Lili looks at him enquiringly.

“It’s very small,” he adds.

“We used to have an au pair,” says May. “From Poland. She was horrible!”

Adrian shrugs. “She was pretty dreadful,” he concedes.

“She never washed her hair! It was really greasy! And there were white things in it!”

“May! Too much information,” he admonishes with a frown. He looks at Lili.

“It didn’t work out,” he explains. I” thought it would be good for May, but –”

“She was useless,” interrupts May. “All she ever did was watch TV on the sofa and eat crisps.”

“Not one of my better decisions,” admits Adrian with a sigh.

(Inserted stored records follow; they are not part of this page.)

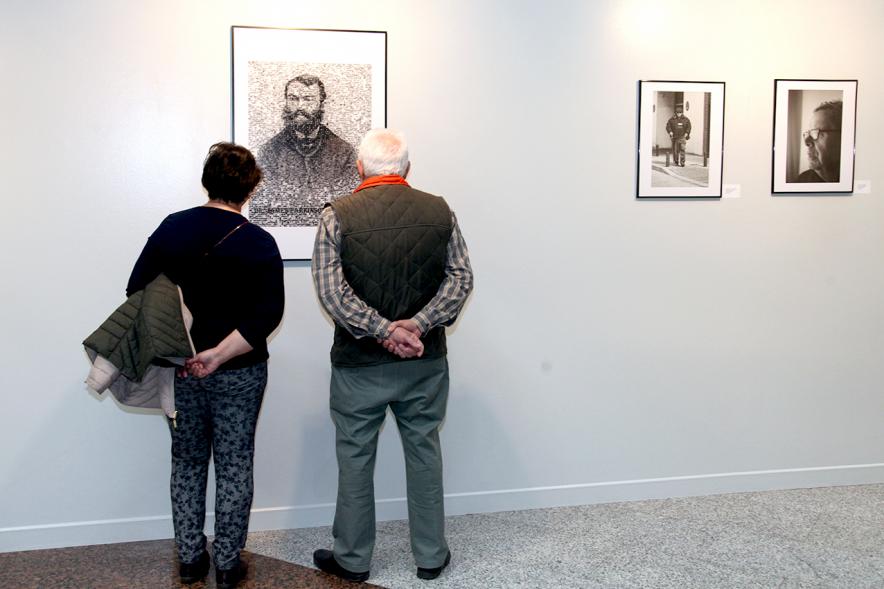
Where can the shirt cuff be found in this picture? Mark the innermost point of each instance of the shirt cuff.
(422, 322)
(383, 328)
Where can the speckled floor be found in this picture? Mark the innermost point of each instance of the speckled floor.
(143, 565)
(811, 538)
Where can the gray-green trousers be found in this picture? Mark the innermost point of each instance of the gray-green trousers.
(417, 393)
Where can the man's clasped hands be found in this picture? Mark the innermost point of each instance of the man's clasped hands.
(404, 339)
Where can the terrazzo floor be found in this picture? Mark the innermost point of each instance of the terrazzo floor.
(809, 538)
(144, 565)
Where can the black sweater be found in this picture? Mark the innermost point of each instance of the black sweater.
(236, 284)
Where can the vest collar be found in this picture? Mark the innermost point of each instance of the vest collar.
(384, 180)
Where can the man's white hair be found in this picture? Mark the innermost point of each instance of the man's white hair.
(383, 151)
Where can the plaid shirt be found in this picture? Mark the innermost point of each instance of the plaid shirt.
(361, 320)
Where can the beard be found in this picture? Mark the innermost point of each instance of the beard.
(301, 121)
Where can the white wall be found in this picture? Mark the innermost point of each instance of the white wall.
(613, 349)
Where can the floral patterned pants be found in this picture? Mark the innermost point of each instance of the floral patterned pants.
(215, 415)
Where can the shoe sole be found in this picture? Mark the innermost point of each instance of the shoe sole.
(430, 574)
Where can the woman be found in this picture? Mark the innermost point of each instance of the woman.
(230, 273)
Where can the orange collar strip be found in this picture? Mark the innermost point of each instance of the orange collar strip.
(384, 180)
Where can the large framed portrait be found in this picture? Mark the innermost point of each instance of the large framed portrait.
(814, 136)
(302, 100)
(680, 139)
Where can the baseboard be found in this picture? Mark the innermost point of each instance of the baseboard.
(306, 516)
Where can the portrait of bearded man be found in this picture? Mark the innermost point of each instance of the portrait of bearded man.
(305, 164)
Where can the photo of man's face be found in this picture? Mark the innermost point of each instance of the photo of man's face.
(303, 107)
(824, 152)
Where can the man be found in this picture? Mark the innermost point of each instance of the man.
(823, 142)
(391, 268)
(679, 128)
(305, 164)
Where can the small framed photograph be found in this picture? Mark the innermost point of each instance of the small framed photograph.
(680, 139)
(302, 100)
(814, 136)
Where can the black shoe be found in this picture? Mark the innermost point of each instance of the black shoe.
(325, 561)
(231, 577)
(428, 574)
(195, 571)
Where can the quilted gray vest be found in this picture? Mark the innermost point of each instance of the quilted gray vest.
(394, 245)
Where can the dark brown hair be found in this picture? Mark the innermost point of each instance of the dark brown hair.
(230, 173)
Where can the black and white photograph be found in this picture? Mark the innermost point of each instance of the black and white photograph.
(302, 100)
(680, 139)
(814, 130)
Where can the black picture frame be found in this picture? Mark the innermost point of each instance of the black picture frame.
(673, 166)
(814, 136)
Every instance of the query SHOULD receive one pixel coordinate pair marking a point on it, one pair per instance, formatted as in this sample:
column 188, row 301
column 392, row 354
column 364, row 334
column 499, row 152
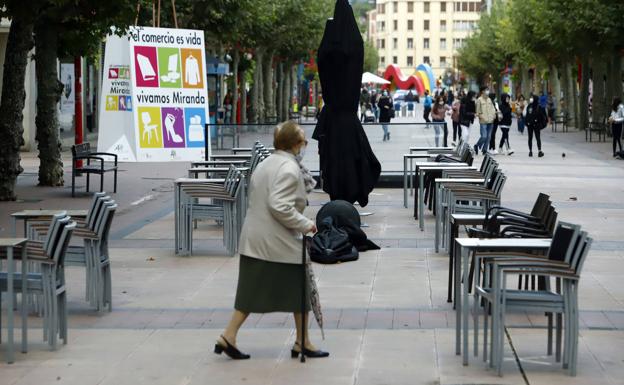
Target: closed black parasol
column 347, row 163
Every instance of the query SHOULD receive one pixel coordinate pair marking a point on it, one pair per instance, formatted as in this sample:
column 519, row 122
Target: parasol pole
column 303, row 297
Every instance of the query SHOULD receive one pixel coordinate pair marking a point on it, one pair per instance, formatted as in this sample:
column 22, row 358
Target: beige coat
column 274, row 221
column 485, row 110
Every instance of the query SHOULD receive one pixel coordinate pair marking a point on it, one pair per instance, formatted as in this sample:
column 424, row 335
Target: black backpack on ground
column 331, row 244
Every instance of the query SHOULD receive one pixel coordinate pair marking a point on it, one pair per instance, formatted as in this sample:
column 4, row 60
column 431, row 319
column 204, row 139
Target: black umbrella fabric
column 348, row 165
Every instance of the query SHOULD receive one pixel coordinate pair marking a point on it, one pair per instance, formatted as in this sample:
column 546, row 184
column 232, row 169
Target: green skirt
column 265, row 287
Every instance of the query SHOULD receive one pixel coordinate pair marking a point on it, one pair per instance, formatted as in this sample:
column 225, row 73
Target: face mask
column 300, row 155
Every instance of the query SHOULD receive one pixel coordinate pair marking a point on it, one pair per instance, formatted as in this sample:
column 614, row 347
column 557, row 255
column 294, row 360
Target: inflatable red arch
column 393, row 74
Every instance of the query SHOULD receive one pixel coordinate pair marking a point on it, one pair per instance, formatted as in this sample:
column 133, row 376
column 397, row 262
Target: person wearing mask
column 497, row 118
column 455, row 110
column 535, row 119
column 373, row 103
column 486, row 114
column 520, row 106
column 617, row 120
column 467, row 113
column 427, row 104
column 269, row 275
column 505, row 124
column 438, row 114
column 385, row 113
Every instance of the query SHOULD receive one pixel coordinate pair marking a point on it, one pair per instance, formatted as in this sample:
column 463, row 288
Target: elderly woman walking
column 270, row 277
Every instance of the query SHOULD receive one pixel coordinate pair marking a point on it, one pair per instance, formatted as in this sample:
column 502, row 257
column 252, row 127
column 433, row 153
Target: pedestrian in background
column 486, row 114
column 270, row 278
column 427, row 105
column 467, row 113
column 497, row 117
column 438, row 115
column 505, row 124
column 617, row 119
column 385, row 113
column 520, row 106
column 536, row 120
column 455, row 110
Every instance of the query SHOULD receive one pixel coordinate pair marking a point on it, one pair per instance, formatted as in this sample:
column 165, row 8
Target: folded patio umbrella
column 349, row 168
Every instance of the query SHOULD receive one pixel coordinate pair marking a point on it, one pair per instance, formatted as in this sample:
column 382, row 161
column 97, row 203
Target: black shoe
column 309, row 353
column 230, row 350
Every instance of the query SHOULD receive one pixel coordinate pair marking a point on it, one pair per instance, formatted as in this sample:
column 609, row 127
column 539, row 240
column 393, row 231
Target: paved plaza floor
column 387, row 319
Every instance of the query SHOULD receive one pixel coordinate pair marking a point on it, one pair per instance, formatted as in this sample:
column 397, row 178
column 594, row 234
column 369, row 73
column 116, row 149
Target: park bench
column 100, row 166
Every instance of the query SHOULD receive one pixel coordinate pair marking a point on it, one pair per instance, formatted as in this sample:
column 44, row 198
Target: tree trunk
column 243, row 75
column 287, row 90
column 268, row 87
column 19, row 43
column 599, row 68
column 49, row 91
column 583, row 100
column 257, row 102
column 235, row 64
column 615, row 77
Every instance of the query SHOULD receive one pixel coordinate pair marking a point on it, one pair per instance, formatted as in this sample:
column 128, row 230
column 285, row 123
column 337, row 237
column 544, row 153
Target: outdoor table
column 463, row 248
column 408, row 182
column 419, row 198
column 9, row 244
column 180, row 234
column 41, row 215
column 207, row 170
column 439, row 182
column 212, row 163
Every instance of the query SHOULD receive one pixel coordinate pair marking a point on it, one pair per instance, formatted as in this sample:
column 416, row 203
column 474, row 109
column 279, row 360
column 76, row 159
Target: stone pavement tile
column 616, row 318
column 599, row 358
column 352, row 319
column 406, row 319
column 433, row 319
column 194, row 318
column 595, row 320
column 451, row 370
column 379, row 319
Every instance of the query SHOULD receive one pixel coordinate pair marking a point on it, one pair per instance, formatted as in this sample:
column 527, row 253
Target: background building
column 410, row 32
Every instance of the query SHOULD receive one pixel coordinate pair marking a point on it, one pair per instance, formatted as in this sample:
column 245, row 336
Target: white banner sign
column 169, row 93
column 116, row 124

“It must be difficult,” says Lili. “Being just one parent.”

Adrian glances quickly at May, who has suddenly grown quiet.

“We manage,” says Adrian with a smile. “Don’t we, May?”

May nods earnestly, her eyebrows knit together. At once Lili regrets her comment.

“Do you want to see the room?” asks May suddenly.

Lili looks from the child to her father uncertainly. Adrian hesitates, his expression guarded.

“Well,” he says slowly. “May would certainly learn more Chinese if you lived here.”

“Come on!” May jumps up and grabs Lili’s hand, pulling her down the hallway.

The room is up a tiny flight of stairs halfway down the corridor. May scrambles up the stairs ahead of Lili and dashes into a small room at the top, dancing about expectantly. Lili pauses in the doorway. The room is indeed small, perhaps ten feet by
eight feet, with a sloping ceiling fitted with a levered window. A single wooden bed with a pale blue duvet sits in the corner, opposite a small chest of drawers. Beside the bed is a cast iron bedside table with a reading lamp, and on the floor is a brightly coloured circular rug. May’s eyes follow Lili’s around the room.

“Do you like the rug?” she asks. “We bought it at Ikea. I chose it!”

“The rug is very nice,” says Lili. Indeed, she thinks, the room is perfect. Much nicer than anything she could afford, she is certain. Adrian appears on the stairs behind her and she turns to him expectantly.

“Well?” he asks. “What do you think?”

“The room is wonderful,” says Lili.

“Well, I don’t know about wonderful. But we did try to make it look cosy, didn’t we, May?”

“Does that mean you’ll stay?” asks May, hopping about excitedly and grabbing Lili’s hand. Lili pauses. She would love to live in this room. She turns back to Adrian, her eyes hopeful.

“I’m sure we could work something out,” he says quietly.

“Thank you,” she says.

They agree that Lili will live for free in the room in exchange for tutoring May in the evenings and collecting her from school on the two days she is not teaching.

“I can’t really afford to pay you,” Adrian says to Lili, refilling her wine glass. “Money is a little tight right now.”

“No,” insists Lili. “To live in this room is enough. Much better than any room I could find.”

“How long are you planning to stay in London?” asks Adrian.

Until I find Wen, she thinks.

“I do not know,” she says evasively.

“But you aren’t planning to go back any time soon?” he asks cautiously. “It’s just that, for May’s sake, too much change can be difficult.”